A lo largo de mi formación musical fui transitando otros paisajes sonoros brasileños, armando poco a poco una especie de mapa de ritmos y expresiones artísticas, incompleto hasta el día de hoy, por supuesto. El acercamiento a esas expresiones se dio siempre desde la praxis, coincidiendo con el contacto con diferentes músicos y propuestas musicales que las incluían. Fueron apareciendo así, géneros territorialmente cercanos a la bossa nova, como el samba y el choro, expresiones más antiguas que representaban otro tipo de identidad carioca más ligada a sectores populares de Río. En tanto, de la mano de la música vocal, conocí música del nordeste brasileño, como el baiao y la marcha rancho. Entre estas dos vertientes sonoras (carioca y nordestina), además de marcadas diferencias en lo estrictamente musical, como el ritmo y la instrumentación, encontré grandes contrastes en los modos de vida que reflejaban en sus textos que hablaban del amor, las problemáticas de la vida cotidiana y las celebraciones. El referente de la música nordestina fue, sin dudas, Luiz Gonzaga. Otro gran número de artistas que conocí en esos años pertenece a lo que se denomina MPB (Música Popular Brasilera). A través de Djavan, Caetano Veloso, Ivan Lins y Gal Costa, entre otros, fui descubriendo la gran variedad de ritmos brasileños que en ella convergen y que dialogan constantemente con otras músicas como el reggae o el funk, por ejemplo. El paso a las nuevas generaciones de MPB lo hice de la mano de Moreno Veloso, Marisa Monte y Ed Motta, entre otros. 

 Otro camino hacia destinos musicales muy diferentes se abrió para mí cuando escuché a Egberto Gismonti y, posteriormente, a partir de amigos que lo interpretaban, a Hermeto Pascoal. Cada uno con su marcada impronta me llevaron a través de un lenguaje musical que aprendí a escuchar poco a poco, como quien se adentra en la espesura del mato, descubriendo los sonidos que lo habitan, pisando los senderos apenas delineados. Su marcada fusión con el jazz y, en el caso de Hermeto, el concepto de creación colectiva, generan una trama musical que pude disfrutar gracias a ciertas pautas o tips de viaje que guiaron mi acercamiento y escucha.

Fue en esa misma época que asistí por primera vez a una roda de samba. Allí pude vivenciar el encuentro, el compartir. Fue lo más parecido que viví a una guitarreada al calor del fuego, o una peña de esas que terminan cuando viene clareando. Horas de música ininterrumpida, de un repertorio que se va construyendo en base a un saber colectivo, y en el que confluyen obras de diferentes épocas y tradiciones del samba.

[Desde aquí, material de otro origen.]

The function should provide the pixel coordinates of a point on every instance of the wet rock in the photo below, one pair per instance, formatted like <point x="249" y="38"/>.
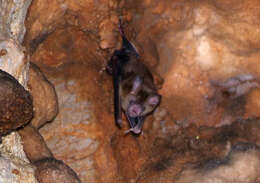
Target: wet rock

 Ya cerca de emprender viaje, buscando canciones para un repertorio que intentara reflejar otro Brasil, con compositores y obras no tan conocidas y que mostraran otras realidades diferentes a la del carnaval carioca o la bossa nova de Río de Janeiro, encontré una entrevista a Vitor Ramil en donde él habla de una estética del frío. Allí plantea una visión acerca de la música del sur de Brasil, diferenciándola de aquella del norte y emparentándola con los ritmos de países vecinos (Uruguay, Paraguay y Argentina) como la milonga y la guarania. Esta cuestión reforzó en mí la creencia de que esta travesía sería hacia el encuentro, no tan sólo de múltiples expresiones musicales, sino también de múltiples hombres y mujeres en relación con su entorno natural y cultural.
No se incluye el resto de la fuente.